At the same time, the diminishing use of trials can threaten human rights protection and the rule of law by sidestepping procedural safeguards and risking coercion, and undermine the rule of law by reducing public scrutiny of police and prosecutorial practices and rights violations. When conducted without sufficient transparency and regulation, trial waivers can reduce public faith in the system, and potentially undermine anti-impunity and anticorruption efforts. Furthermore, although trial waivers may be adopted with the aim of reducing detention or public spending, their use in some jurisdictions to obtain convictions en masse risks over-incentivising criminalisation and conviction, with unintended and potentially costly effects on incarceration downstream.


The types of trial waiver systems in place are diverse, and many contain features that can safeguard procedural rights. These include: (a) enhanced protection of procedural rights; (b) regulation of benefits offered in exchange for trial waivers, for example by limiting sentencing discounts; (c) limitations on the types of cases or defendants for which trial waivers may be used; and (d) greater judicial oversight over procedural and evidentiary requirements.

International legal framework:

Despite the widespread use of trial waiver systems around the world and their potential impact on the procedural rights of the accused, the presumption of innocence and freedom from torture, the international human rights framework has yet adequately to address this phenomenon. The few relevant cases from international and regional tribunals and guidance from human rights bodies that do exist are insufficient to provide a comprehensive framework for human rights protection in trial waiver systems.

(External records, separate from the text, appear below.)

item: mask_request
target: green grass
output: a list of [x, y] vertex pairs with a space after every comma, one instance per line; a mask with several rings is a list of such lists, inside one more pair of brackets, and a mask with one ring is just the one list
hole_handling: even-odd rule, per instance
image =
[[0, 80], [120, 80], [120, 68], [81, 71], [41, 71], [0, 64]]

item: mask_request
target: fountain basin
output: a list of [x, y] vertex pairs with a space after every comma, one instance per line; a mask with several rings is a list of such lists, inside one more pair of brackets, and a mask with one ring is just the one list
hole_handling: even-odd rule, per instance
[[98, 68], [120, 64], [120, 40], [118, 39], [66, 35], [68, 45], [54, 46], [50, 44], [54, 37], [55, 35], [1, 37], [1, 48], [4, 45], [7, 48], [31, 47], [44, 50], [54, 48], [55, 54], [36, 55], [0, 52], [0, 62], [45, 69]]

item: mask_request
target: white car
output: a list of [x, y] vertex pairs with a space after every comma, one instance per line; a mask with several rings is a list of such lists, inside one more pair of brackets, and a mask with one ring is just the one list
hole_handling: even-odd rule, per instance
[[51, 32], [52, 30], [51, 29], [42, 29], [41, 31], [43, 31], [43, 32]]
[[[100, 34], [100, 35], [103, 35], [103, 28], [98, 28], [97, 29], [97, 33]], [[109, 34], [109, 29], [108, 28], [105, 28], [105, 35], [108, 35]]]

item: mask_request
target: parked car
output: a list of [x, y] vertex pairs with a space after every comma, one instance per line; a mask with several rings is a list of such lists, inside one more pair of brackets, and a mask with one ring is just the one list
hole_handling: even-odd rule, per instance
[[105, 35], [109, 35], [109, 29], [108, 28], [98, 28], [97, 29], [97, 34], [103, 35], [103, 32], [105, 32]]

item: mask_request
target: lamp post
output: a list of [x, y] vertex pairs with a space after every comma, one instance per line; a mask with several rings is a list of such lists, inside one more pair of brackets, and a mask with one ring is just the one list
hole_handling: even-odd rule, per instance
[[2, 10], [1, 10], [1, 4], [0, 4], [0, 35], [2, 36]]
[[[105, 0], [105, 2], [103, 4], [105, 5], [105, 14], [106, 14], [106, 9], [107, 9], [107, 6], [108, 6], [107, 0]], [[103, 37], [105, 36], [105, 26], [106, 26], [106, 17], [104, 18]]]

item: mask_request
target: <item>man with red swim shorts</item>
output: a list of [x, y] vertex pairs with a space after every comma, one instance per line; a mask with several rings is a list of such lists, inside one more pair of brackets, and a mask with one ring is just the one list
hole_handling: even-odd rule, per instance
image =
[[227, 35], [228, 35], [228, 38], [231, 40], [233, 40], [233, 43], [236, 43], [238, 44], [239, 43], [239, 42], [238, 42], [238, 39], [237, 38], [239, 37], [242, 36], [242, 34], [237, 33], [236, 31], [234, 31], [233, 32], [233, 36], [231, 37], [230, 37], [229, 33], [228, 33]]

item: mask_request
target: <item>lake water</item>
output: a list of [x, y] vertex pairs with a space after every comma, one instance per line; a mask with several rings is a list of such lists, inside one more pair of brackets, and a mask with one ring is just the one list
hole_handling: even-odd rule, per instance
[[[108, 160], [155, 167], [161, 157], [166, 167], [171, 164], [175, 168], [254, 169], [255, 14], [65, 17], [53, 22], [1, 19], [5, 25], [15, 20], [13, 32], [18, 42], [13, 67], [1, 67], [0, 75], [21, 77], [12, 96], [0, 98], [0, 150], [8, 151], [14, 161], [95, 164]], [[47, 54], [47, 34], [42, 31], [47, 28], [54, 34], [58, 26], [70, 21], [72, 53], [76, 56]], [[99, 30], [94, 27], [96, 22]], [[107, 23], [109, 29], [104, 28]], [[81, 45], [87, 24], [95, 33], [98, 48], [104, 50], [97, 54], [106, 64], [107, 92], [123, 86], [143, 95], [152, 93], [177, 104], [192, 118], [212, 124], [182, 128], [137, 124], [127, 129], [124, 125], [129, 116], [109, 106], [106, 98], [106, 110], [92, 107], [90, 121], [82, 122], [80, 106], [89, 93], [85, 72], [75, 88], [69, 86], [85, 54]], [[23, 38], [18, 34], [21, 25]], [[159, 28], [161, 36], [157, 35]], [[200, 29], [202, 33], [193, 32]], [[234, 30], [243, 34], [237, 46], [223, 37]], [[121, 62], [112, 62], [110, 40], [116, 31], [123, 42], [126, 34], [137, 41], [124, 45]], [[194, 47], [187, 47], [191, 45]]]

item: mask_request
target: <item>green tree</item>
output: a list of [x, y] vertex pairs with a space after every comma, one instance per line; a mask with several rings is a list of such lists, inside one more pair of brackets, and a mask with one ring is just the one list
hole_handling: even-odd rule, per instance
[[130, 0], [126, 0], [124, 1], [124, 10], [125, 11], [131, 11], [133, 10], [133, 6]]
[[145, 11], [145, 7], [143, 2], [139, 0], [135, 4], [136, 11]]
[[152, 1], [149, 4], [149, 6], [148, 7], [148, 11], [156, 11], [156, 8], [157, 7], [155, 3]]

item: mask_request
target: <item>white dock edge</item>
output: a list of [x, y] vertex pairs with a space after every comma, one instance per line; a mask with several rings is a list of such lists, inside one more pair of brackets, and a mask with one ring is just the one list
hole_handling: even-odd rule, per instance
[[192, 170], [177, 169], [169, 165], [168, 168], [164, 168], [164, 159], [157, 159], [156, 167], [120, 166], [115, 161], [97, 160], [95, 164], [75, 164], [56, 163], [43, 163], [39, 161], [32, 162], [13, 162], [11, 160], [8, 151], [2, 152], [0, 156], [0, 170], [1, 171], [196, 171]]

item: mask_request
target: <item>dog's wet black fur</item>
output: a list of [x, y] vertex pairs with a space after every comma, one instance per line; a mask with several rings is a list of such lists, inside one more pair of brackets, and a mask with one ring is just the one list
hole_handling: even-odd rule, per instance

Detailed reforms will necessarily be jurisdiction-specific, given the wide variety of practices documented by this report. In general, there are four broad recommendations for jurisdictions to ensure trial waivers operate effectively.

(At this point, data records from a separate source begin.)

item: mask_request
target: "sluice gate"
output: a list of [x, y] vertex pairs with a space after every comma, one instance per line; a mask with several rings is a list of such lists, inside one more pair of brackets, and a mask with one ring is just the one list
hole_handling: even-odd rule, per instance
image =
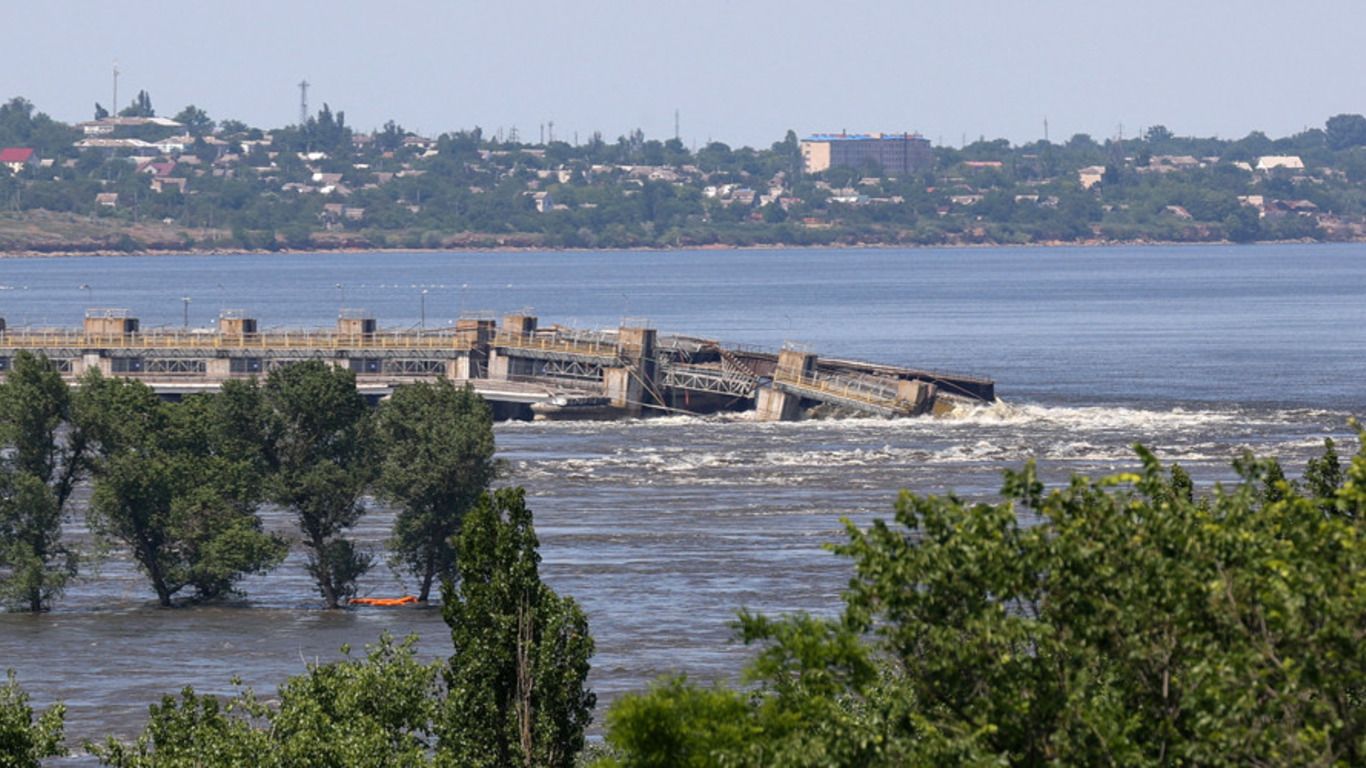
[[0, 374], [16, 354], [46, 355], [70, 381], [89, 370], [145, 381], [165, 396], [213, 391], [306, 359], [355, 373], [384, 398], [411, 381], [474, 387], [503, 418], [612, 418], [755, 410], [791, 421], [813, 411], [897, 418], [992, 402], [989, 379], [766, 351], [714, 339], [658, 335], [646, 324], [609, 331], [540, 327], [531, 314], [462, 318], [441, 329], [382, 329], [342, 310], [321, 331], [260, 329], [242, 310], [214, 328], [142, 329], [127, 310], [92, 309], [79, 329], [10, 328], [0, 318]]

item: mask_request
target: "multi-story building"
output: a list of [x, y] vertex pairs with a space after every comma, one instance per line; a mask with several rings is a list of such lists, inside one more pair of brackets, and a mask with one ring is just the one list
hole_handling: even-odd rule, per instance
[[928, 171], [934, 153], [918, 134], [816, 134], [802, 139], [802, 167], [807, 174], [829, 168], [863, 168], [874, 164], [896, 176]]

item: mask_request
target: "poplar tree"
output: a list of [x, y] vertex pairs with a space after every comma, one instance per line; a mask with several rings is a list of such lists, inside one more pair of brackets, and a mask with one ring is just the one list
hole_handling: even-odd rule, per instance
[[579, 605], [541, 582], [537, 547], [520, 488], [484, 495], [464, 519], [460, 581], [443, 589], [455, 653], [441, 764], [568, 768], [583, 749], [593, 638]]
[[38, 768], [45, 757], [64, 757], [63, 722], [67, 708], [51, 707], [34, 717], [29, 694], [19, 687], [14, 670], [0, 685], [0, 767]]
[[284, 559], [285, 543], [257, 517], [254, 400], [254, 385], [240, 383], [164, 403], [139, 381], [82, 381], [78, 421], [97, 448], [92, 527], [128, 548], [161, 605], [186, 589], [195, 600], [221, 597]]
[[372, 425], [355, 373], [321, 361], [287, 365], [265, 383], [270, 500], [295, 514], [309, 574], [328, 608], [355, 594], [372, 558], [346, 538], [374, 474]]
[[470, 387], [406, 384], [380, 407], [377, 432], [380, 492], [399, 506], [389, 551], [426, 603], [434, 581], [455, 578], [455, 536], [493, 480], [493, 411]]
[[45, 357], [15, 355], [0, 384], [0, 600], [29, 611], [52, 605], [76, 573], [61, 543], [67, 502], [87, 465], [85, 435], [72, 429], [71, 392]]

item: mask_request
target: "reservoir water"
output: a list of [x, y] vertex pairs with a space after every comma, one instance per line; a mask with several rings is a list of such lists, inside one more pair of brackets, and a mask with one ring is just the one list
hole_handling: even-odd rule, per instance
[[[426, 291], [425, 295], [422, 291]], [[265, 327], [449, 324], [533, 307], [615, 327], [859, 357], [997, 381], [1001, 402], [947, 418], [758, 424], [744, 417], [503, 424], [505, 484], [525, 485], [542, 573], [586, 608], [602, 704], [657, 675], [734, 675], [740, 607], [832, 612], [848, 578], [822, 544], [889, 514], [897, 489], [989, 499], [1026, 459], [1060, 482], [1132, 466], [1153, 447], [1197, 481], [1242, 450], [1292, 474], [1325, 436], [1355, 451], [1366, 413], [1366, 246], [671, 253], [384, 253], [0, 260], [11, 327], [76, 325], [86, 306], [143, 327], [209, 325], [243, 307]], [[287, 515], [268, 510], [270, 527]], [[378, 547], [376, 506], [358, 537]], [[89, 541], [79, 514], [68, 534]], [[406, 585], [382, 564], [362, 593]], [[109, 553], [48, 615], [0, 614], [0, 667], [36, 704], [68, 705], [68, 741], [135, 732], [146, 705], [193, 685], [258, 690], [342, 644], [418, 633], [448, 653], [438, 611], [326, 612], [298, 555], [246, 597], [163, 611]]]

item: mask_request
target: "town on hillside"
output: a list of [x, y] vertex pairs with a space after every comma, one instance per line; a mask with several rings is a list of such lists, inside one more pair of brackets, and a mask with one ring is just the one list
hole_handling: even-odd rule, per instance
[[[301, 115], [305, 118], [305, 115]], [[324, 105], [279, 128], [0, 105], [0, 253], [1358, 241], [1366, 118], [1285, 138], [1072, 135], [951, 148], [810, 133], [688, 148], [553, 123], [418, 135]]]

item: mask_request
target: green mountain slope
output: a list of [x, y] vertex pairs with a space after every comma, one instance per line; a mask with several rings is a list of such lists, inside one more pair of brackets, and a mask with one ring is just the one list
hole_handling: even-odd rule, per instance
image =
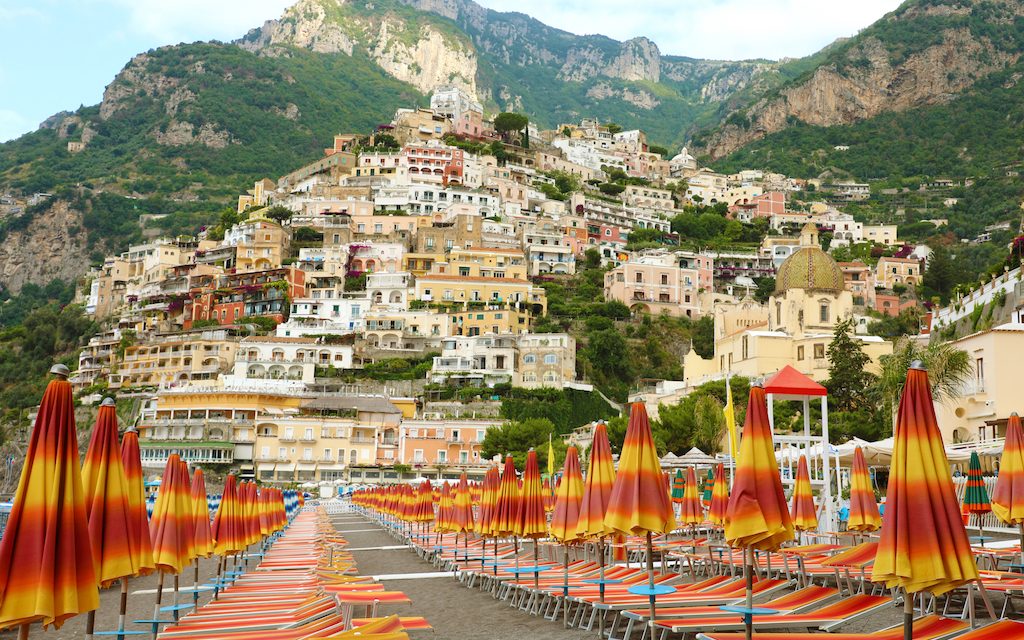
[[[101, 104], [0, 144], [0, 187], [83, 184], [225, 203], [254, 179], [315, 159], [335, 133], [369, 131], [395, 105], [422, 101], [358, 56], [165, 47], [133, 58]], [[77, 140], [86, 148], [69, 153]]]

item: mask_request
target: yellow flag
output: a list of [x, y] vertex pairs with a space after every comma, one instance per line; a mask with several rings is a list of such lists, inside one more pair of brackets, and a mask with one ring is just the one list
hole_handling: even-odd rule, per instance
[[729, 453], [732, 460], [739, 459], [739, 435], [736, 433], [736, 411], [732, 404], [732, 387], [729, 386], [729, 378], [725, 379], [725, 407], [722, 409], [725, 414], [725, 426], [729, 429]]
[[548, 434], [548, 477], [555, 477], [555, 447], [551, 444], [551, 434]]

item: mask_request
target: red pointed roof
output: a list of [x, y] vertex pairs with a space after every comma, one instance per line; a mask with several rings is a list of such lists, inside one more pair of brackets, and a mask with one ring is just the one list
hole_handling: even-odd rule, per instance
[[765, 382], [765, 393], [773, 395], [827, 395], [828, 390], [786, 365]]

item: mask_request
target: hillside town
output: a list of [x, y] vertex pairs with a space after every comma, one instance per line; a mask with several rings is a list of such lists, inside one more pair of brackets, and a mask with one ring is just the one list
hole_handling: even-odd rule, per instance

  1. Legal Framework: International and regional human rights bodies must develop a legal framework to effectively govern the use of trial waiver systems.
  2. Human Rights Audit: National authorities should conduct an audit of human rights protections in trial waiver systems, which should ensure that: (a) procedural rights of defendants are fully maintained; (b) undue coercion is not caused by harsh sentencing or pre-trial detention regimes; and (c) sufficient judicial and public oversight of police and prosecutorial activity is maintained.
  3. Data Collection: States must monitor the impact of trial waiver systems through improved data collection, including information on the impact of trial waiver systems on rates of arrest, prosecution, conviction, and incarceration; use of pre-trial detention; sentence length; and impact on vulnerable groups.
  4. International Knowledge Exchange: Examples of good and bad practice, risks and safeguards to human rights protection should be shared by stakeholders across international jurisdictions, and should involve stakeholders from across affected government and civil society sectors.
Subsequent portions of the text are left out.